The whole experience had, he emphasises, not only instilled patience in him, but a mental toughness. "To go through the stage where you think you may struggle to get back playing... that thought is a horrible one," reflects the former Crewe and Norwich player.
"With the pain you have to go through, you get to see things through a different perspective. It just makes you realise what you can achieve. It takes some real hard work, and mentally you just think that, if you can get back over the hurdle of recovering from serious injury, you have the freedom to really express yourself and not particularly worry about the things that might have troubled you before."
In the interim he has become a father, his fiancée Gemma giving birth to their son Ethan, and now he is set to return, again, to club football.
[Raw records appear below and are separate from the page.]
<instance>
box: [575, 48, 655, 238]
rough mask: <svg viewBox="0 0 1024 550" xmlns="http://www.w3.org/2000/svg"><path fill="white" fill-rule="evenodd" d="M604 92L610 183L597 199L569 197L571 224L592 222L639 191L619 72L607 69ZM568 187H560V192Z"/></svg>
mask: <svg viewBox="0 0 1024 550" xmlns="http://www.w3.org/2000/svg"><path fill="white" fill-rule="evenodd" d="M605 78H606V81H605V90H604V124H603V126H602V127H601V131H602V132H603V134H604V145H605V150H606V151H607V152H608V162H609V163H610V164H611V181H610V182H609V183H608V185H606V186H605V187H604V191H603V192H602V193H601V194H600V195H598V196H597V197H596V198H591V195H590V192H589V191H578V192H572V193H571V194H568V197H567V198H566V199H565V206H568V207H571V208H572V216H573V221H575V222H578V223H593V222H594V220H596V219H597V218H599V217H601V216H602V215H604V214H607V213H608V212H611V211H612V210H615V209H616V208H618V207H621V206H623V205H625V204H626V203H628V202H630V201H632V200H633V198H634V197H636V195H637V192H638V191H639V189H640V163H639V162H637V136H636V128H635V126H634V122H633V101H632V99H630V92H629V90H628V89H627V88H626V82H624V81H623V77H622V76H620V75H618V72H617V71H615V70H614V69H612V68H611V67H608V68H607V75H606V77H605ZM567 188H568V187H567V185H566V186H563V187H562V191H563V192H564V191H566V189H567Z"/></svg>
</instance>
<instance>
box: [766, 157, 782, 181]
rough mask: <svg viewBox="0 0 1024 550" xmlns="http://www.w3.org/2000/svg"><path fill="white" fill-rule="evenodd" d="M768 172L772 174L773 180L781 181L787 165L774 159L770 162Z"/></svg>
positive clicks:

He hopes to play some part in the home fixture with West Ham's most avowed rivals, Tottenham. And none too soon, Hammers' followers could be forgiven for thinking.
So far, despite a goal haul including one in the 2006 FA Cup Final, have they been somewhat short-changed by the club's £7m investment? "Yeah, it does feel a bit strange," he agrees. "In one sense, I feel like I've been here a hell of a long time.
"Yet I haven't actually played that many games. So, I feel like I'm still starting and I've yet to show perhaps the form I had when I was with Crewe and Norwich. Obviously it's important to me that I start to get regular games, play consistently, and really show why they paid all that money for me."
Not to mention impress the new England coach? He nods and smiles ruefully. "Especially in the striking department, there's a lot of players who want to be involved. It's going to be a tough test to get into the squad because you've got players like Owen and Rooney, who you know are going to get in. For the rest of us, it's very difficult."
On Wednesday's evidence, one would not be too sure of that. The opportunity appears to be heaven sent for a player of his attributes to prosper as England rebuild. After the disappointments of the last few months, no one deserves his chance more.